If there's a bright side to relegation, it's the chance of lining up on opening day with a spine of Meslier, Cresswell, Gray and Gelhardt — Roy of the Rovers stuff, sure, but people bloody loved Roy of the Rovers, didn't they?

This week I had a look back to the TSB+ members' survey we ran at the start of last season. We asked more questions last year because we were being nosy and it felt like more was decided that we could judge, whereas this time around there doesn't seem much point asking for player of the year predictions until at least September, when we know who will be here. Maybe even February.

Last summer's predicted good players stood out when I looked back. The pre-season choice for player of the year was Illan Meslier, with 22% of the vote, followed by Joe Gelhardt with 21%. (Third and fourth were Marc Roca and Rasmus Kristensen. Looking back, we were definitely all smoking something.) The young player of the season prediction was a landslide: Gelhardt again, with 72%, followed but not closely by Archie Gray on 12%.

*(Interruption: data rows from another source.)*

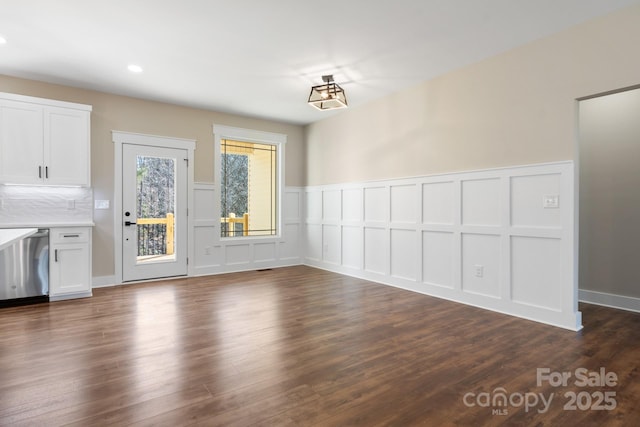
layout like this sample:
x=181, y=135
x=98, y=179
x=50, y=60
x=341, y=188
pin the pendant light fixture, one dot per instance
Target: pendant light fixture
x=327, y=96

It was all so bright for Gelhardt this time last year. His face was all over billboards, above the new kits. He'd done as much as anyone to keep us in the Premier League the year before, with his winner against Norwich and wizardish assist for Pascal Struijk against Brighton. Angus Kinnear was calling him 'the best emerging young striking talent in the league'. All he had to do was rack up the goals and assists to prove it.

Alas, poor Joffy. A solitary Premier League start was not the stuff player of the year awards are made of. He did make fifteen other appearances, but his time from the bench was always so short his total Premier League minutes came to 212, a little under two-and-a-half games' worth. He still grabbed two assists, but after Georginio Rutter arrived our Joffy was off for a luckless loan with Sunderland. Despite his intended strike partner getting injured before they ever teamed up, Gelhardt at least got some experience at last, sixteen starts despite an injury of his own, three goals and three assists, a play-off semi-final (lost to Cody Drameh's Luton).

This year, few are backing Gelhardt for player or young player of the season now, less convinced by him in the Champo than we were for last season in the Premier League. After Rutter and Pat Bamford got injured at Hearts, pining for a new striker has risen in pitch, never mind Kinnear's 'best young talent in the Premier League' still being here. Likewise, Illan Meslier is far from anybody's pick for senior player of the season, as fans cross their fingers and dream of Karl Darlow.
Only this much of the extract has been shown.